The Tunnel by William H. Gass
My rating: 3 of 5 stars
WARNING: This review contains graphic content. I am not joking. If you are squeamish, please do not read this review!
Years ago, on my way home from Disney World, of all places, my wife and I came on the scene of a wreck on a rural California highway. The accident couldn't have happened but a few minutes before we arrived. The police had not yet made it to the scene, though some good citizens were directing traffic and approaching the victims. It appeared to be a single-vehicle accident. The car had rolled, if the dents on the roof were any indication (the car was upright on its three remaining wheels), and one of the passengers had been thrown through the windshield. He was quite dead: a river of blood a foot wide, coming from his neck, had already flooded across two lanes of traffic. We drove right through it, no avoiding it. The body was not all in one piece, I'll leave it at that. Another person, the other passenger from the looks of it (the body might have been his brother, I don't know) was aimlessly wandering around the middle of the highway in obvious shock at what had just happened. Thankfully there were people trying to slow traffic and make way for the police, who arrived just as we passed the body.
The feeling I felt then was akin to the feelings this book gave me inside. As an experiment in literature, it's brilliant. The formatting is incredible and intellectually stimulating. The language is superb, as one would expect from William Gass. I am a huge fan of his shorter work and have been in awe of his facile use of the English language. Academically, this book is a hit. An existentialist experiment in sentence construction, word usage, and visual arrangement.
That said, the book made me sick. I couldn't put it down, once I had picked it up, but I loathed picking it up at each reading session. There was an internal battle raging within me during the time I read it: Intellectual curiosity vs emotional revulsion. Ultimately, I hated myself for reading this book. But in the back of my mind, I admire it.

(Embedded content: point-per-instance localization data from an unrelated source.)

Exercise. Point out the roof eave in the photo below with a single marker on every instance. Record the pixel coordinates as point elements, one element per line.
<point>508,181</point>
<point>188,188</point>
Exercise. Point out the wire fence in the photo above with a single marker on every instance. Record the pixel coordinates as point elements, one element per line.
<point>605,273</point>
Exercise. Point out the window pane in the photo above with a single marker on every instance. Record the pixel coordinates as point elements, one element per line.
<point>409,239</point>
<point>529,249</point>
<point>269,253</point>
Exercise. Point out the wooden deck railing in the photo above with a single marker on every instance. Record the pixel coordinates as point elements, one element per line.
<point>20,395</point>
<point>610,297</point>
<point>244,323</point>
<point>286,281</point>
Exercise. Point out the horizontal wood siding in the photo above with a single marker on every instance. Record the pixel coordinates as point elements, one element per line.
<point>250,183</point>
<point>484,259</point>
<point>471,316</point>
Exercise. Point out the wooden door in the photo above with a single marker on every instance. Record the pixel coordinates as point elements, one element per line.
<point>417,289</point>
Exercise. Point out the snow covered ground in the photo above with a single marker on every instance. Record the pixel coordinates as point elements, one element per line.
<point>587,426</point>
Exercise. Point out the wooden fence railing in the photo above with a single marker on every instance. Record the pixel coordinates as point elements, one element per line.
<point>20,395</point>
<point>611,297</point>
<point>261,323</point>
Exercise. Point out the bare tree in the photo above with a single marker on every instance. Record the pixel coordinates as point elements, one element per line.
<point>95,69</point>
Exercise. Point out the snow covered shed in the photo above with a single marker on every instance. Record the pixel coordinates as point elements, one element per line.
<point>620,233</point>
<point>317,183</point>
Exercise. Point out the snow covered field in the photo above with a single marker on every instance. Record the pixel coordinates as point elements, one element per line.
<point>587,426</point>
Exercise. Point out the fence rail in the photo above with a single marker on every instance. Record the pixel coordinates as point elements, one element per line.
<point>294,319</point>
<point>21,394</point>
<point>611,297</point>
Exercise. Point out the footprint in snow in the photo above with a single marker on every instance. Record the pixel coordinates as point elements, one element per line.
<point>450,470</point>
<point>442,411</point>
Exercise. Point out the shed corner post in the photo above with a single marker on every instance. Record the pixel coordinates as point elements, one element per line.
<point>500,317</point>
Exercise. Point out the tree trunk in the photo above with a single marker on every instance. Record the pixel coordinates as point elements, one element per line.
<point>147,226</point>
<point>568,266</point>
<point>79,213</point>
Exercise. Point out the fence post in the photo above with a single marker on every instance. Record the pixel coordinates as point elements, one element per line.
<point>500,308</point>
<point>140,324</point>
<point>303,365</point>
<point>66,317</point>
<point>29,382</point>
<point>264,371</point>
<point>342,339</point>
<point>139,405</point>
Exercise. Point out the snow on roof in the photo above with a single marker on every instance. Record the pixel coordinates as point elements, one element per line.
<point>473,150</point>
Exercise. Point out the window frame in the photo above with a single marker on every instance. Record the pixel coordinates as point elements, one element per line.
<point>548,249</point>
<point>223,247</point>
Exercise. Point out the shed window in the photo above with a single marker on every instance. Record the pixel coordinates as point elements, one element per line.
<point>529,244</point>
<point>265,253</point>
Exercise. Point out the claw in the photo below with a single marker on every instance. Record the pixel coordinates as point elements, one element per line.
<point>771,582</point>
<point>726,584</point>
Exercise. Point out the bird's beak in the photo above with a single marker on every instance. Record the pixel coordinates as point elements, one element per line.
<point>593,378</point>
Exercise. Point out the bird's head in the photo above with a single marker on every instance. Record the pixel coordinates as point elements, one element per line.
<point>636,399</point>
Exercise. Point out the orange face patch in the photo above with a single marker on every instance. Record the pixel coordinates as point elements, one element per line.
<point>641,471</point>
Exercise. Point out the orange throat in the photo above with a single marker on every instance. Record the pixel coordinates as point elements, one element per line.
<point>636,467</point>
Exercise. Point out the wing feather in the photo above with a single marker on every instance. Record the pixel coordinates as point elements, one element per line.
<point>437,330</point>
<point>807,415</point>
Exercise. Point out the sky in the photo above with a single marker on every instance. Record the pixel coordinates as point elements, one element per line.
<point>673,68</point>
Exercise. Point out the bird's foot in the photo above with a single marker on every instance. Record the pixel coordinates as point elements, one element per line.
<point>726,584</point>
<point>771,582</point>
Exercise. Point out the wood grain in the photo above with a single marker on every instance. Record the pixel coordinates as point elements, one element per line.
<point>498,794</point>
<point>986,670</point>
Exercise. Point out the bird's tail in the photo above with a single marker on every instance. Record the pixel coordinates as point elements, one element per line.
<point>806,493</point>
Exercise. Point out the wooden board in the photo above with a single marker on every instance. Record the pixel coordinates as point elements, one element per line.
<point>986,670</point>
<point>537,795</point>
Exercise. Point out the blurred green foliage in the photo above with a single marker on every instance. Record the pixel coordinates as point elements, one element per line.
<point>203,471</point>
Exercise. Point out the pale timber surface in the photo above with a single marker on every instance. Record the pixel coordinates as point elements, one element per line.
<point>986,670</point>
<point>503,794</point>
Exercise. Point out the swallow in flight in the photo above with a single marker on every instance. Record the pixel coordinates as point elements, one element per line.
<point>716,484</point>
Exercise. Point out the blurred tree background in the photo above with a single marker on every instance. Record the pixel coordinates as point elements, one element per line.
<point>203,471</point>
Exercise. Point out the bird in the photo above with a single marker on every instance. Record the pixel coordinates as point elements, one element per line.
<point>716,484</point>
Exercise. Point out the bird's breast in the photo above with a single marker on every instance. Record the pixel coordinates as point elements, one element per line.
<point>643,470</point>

The narrator, Frederick Kohler, is attempting to write his forward to his life's work, "Guilt and Innocence in Hitler's Germany". He never finishes. Instead, the story follows Kohler's life, a failure in almost every sense, in a meandering, tedious narrative . . . well, tunnel. The sense of self-loathing in this work is powerful and depressing. Rather than making the book playful, the clever tinkering with formatting serves to disarm the reader into thinking she or he should be really excited about tackling this intellectual challenge, setting the reader up for a downward emotional plunge from which it is difficult to break free. I would not recommend this book for those who easily fall into depression. The Tunnel won't just let you fall into depression, it will forcefully push you there, face first. If you can distance yourself enough to enjoy the cleverness of it all, by all means, do so. But I couldn't distance myself enough. In the end, I found myself stuck in The Tunnel and it took a good few days to get out. Just like the feeling I had after witnessing the aftermath of that accident.
Four stars for intellectual bravado and inventiveness, two stars for internal yuck = 3 stars.